One is the idea of “B’tzelem Elohim”, in the image of God. We recognize the inherent dignity and worth of every human being, because we were made in the image of God. The laws of the Holiness Code in Leviticus, the Talmudic expositions on how to loan and collect money, they all come back to this idea. Another idea is present in Bo, this week’s parasha. Moses is coming yet again to Pharaoh, after seven plagues have hit the Egyptian society, and still Pharaoh refuses to free the Israelites. Moses has been asking for the people to go and be free to worship God/Adonai. Pharaoh’s court has been worn down by all the plagues, and pleads with Pharaoh to let them all go. “Pharaoh’s courtiers said to him, ‘How long shall this one be a snare to us? Let the men go to worship Adonai their God. Are you not yet aware that Egypt is lost?’” (Ex 10:7) Pharoah brings Aaron and Moses back to his court and asks who exactly will be going out into the desert, thinking that just the men will go, not the women and children. Ramban (Nachmanides, 13th c Spain) says that Pharoah wanted only the leaders to go, that they were the important ones to worship God. Moses responds, “We will all go, young and old; we will go with our sons and our daughters..” (Ex 10:9) Everyone will go. Of course, Moses knew that none would be returning, so all had to come at that point. But there can be no escaping the inclusiveness of the language. Everyone is required to be there.

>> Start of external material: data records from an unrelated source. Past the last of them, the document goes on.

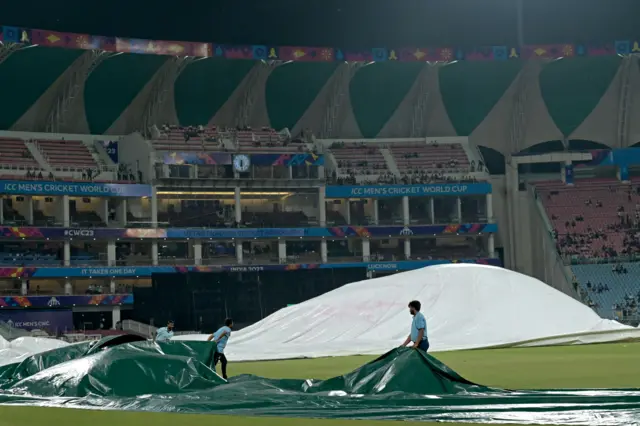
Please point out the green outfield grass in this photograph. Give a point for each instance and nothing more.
(593, 366)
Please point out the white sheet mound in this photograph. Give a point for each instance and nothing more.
(466, 306)
(23, 347)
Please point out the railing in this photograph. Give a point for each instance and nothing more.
(21, 168)
(579, 260)
(139, 328)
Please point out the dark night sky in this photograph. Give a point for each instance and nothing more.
(338, 23)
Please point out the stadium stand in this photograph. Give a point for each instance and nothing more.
(612, 290)
(359, 158)
(596, 224)
(414, 158)
(61, 153)
(15, 152)
(595, 218)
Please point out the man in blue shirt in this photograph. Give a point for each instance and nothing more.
(418, 333)
(220, 338)
(164, 334)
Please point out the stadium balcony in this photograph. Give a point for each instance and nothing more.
(187, 139)
(595, 218)
(397, 161)
(611, 289)
(414, 158)
(66, 153)
(359, 159)
(16, 156)
(222, 139)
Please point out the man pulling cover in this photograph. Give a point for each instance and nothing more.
(418, 333)
(220, 338)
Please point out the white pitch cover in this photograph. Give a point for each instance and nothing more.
(467, 306)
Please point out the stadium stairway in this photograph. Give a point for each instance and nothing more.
(38, 156)
(391, 162)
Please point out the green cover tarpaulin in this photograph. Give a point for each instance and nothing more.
(403, 384)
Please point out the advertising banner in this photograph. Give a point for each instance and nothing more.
(428, 190)
(65, 301)
(50, 321)
(147, 271)
(212, 158)
(246, 233)
(79, 189)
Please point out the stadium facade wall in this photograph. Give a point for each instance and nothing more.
(137, 151)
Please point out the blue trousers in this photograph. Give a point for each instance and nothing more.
(424, 345)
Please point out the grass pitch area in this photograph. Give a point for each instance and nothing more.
(593, 366)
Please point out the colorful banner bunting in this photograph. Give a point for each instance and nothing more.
(9, 34)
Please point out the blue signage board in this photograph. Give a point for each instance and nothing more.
(147, 271)
(38, 233)
(426, 190)
(228, 233)
(79, 189)
(53, 320)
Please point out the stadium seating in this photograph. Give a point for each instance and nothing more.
(412, 157)
(66, 153)
(592, 218)
(612, 290)
(14, 152)
(188, 139)
(359, 158)
(213, 139)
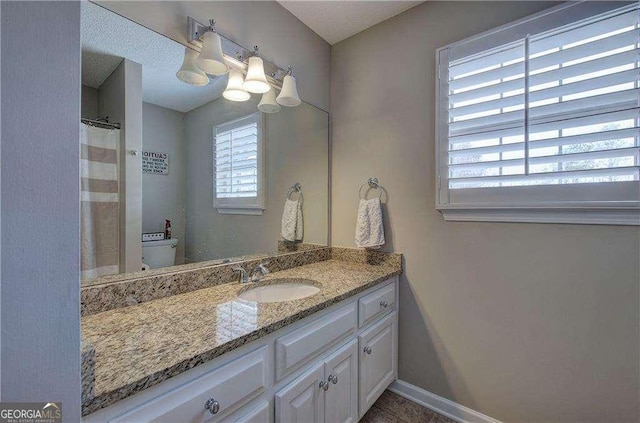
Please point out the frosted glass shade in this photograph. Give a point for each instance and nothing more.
(256, 81)
(211, 59)
(189, 72)
(268, 103)
(289, 95)
(235, 91)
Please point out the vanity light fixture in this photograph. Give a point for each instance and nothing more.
(235, 91)
(289, 94)
(256, 80)
(189, 72)
(211, 59)
(268, 103)
(219, 54)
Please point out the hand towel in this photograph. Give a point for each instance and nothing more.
(369, 227)
(292, 222)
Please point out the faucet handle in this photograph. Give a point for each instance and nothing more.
(243, 273)
(263, 267)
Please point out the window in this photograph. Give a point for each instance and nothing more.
(539, 120)
(237, 157)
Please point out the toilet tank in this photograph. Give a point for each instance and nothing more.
(158, 254)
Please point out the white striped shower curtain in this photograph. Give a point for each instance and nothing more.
(99, 208)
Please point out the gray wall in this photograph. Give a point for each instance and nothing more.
(163, 196)
(89, 102)
(522, 322)
(120, 98)
(40, 204)
(282, 38)
(296, 151)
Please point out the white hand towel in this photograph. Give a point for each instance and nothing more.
(292, 222)
(369, 227)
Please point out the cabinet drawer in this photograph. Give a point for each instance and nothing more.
(231, 385)
(376, 304)
(301, 345)
(378, 360)
(260, 414)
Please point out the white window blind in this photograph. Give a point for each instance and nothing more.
(550, 119)
(238, 164)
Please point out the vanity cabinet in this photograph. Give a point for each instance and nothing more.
(222, 391)
(378, 360)
(341, 374)
(329, 367)
(303, 399)
(327, 393)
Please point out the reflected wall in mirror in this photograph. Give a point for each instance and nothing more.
(219, 171)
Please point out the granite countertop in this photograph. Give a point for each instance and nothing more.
(142, 345)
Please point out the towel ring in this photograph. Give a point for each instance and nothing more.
(373, 184)
(295, 188)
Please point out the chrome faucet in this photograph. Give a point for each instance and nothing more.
(259, 272)
(244, 276)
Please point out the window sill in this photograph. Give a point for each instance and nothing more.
(580, 216)
(241, 211)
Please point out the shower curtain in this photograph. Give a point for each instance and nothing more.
(99, 206)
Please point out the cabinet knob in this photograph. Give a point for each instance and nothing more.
(212, 405)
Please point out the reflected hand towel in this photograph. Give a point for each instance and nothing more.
(292, 222)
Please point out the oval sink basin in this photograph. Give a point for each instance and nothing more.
(277, 290)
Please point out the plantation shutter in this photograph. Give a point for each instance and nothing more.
(545, 118)
(237, 163)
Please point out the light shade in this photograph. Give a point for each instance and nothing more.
(235, 91)
(289, 95)
(211, 60)
(189, 72)
(256, 81)
(268, 103)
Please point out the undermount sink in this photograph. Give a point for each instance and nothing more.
(282, 289)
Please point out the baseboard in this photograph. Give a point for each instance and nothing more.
(441, 405)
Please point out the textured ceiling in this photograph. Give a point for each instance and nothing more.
(107, 38)
(337, 20)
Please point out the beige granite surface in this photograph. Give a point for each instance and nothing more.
(141, 287)
(142, 345)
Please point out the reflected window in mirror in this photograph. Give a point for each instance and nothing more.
(239, 183)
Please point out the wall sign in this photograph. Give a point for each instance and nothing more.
(154, 162)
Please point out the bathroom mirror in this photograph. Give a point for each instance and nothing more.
(183, 159)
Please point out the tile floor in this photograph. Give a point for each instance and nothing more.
(392, 408)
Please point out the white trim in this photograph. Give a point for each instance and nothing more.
(583, 216)
(99, 197)
(99, 271)
(246, 211)
(441, 405)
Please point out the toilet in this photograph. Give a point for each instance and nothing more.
(156, 254)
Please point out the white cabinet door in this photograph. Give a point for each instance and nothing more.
(341, 373)
(302, 400)
(378, 361)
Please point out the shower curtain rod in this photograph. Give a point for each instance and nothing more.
(100, 123)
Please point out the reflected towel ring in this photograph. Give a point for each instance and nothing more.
(373, 184)
(295, 188)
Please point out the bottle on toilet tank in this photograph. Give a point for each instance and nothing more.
(167, 229)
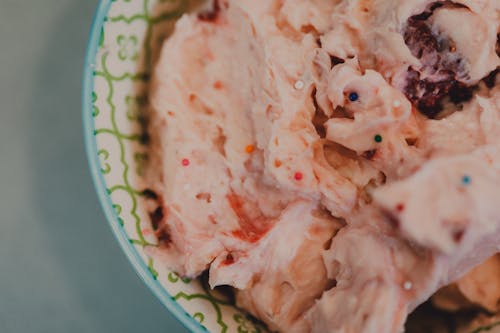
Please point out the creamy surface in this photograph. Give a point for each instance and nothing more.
(336, 162)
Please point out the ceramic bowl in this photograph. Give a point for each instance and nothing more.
(124, 42)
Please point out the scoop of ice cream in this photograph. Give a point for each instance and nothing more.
(276, 123)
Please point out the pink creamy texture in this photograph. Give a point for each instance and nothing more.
(336, 162)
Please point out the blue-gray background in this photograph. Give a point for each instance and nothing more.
(60, 268)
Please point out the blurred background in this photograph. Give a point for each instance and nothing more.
(61, 269)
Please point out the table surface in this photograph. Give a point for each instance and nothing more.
(60, 268)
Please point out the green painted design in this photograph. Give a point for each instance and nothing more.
(152, 269)
(101, 38)
(199, 316)
(106, 168)
(124, 59)
(95, 109)
(140, 160)
(134, 106)
(222, 324)
(173, 277)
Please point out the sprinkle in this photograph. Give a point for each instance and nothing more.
(353, 97)
(466, 180)
(249, 149)
(217, 85)
(408, 285)
(299, 85)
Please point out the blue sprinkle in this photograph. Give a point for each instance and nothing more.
(353, 97)
(466, 180)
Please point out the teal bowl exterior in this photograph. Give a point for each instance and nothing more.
(99, 182)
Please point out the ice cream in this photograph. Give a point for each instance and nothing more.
(336, 162)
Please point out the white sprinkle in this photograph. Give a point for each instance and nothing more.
(299, 85)
(407, 285)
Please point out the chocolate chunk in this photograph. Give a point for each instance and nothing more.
(336, 60)
(150, 194)
(156, 217)
(490, 79)
(211, 14)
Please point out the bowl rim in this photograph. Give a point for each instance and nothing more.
(90, 142)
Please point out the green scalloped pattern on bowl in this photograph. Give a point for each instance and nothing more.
(125, 38)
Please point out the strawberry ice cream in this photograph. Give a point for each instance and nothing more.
(336, 162)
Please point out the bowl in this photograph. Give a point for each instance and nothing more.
(124, 42)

Long before there was Sinai, long before there was Talmud, before the rules and regulations were presented to the people, there was this idea – we all have a place in the community to worship God, to take part in the community, to be counted as equals.
Today, we don’t need a Pharaoh to put forth the divisive idea that only the male leadership, is needed to offer praise to God. We have members of our own community that do it, too. And it’s not just that men and women are separated; “separate but equal” didn’t work then, and it doesn’t work now. The ongoing fight for inclusion at the Kotel (the Western Wall) in Jerusalem brings this into harsh light. Recently, a young woman became a Bat Mitzvah with the help of WoW, proudly and seriously reading her Torah portion, all the while enduring people who were screaming at her. Women are still at the mercy of cruel and vindictive husbands who refuse their wives a Jewish divorce, and the laws of the community are almost powerless to help them. Mounting pressure, communal censure (from outside) the offending husbands’ communities, may finally have an effect and get these women free from their oppressors. In a myriad of ways, we have moved away from inclusion – of women, of LGBTQ, of disabled, of interfaith, of all the people who enter their Jewish lives through different portals.
Moses knew that in order to build a community able to survive outside Egypt, he needed everyone involved, praising God, celebrating, learning, doing, taking the lead and taking part. Sadly, some members of our greater Jewish community have forgotten that. Just as Moses spoke boldly to the Pharoah, we must continue to speak boldly.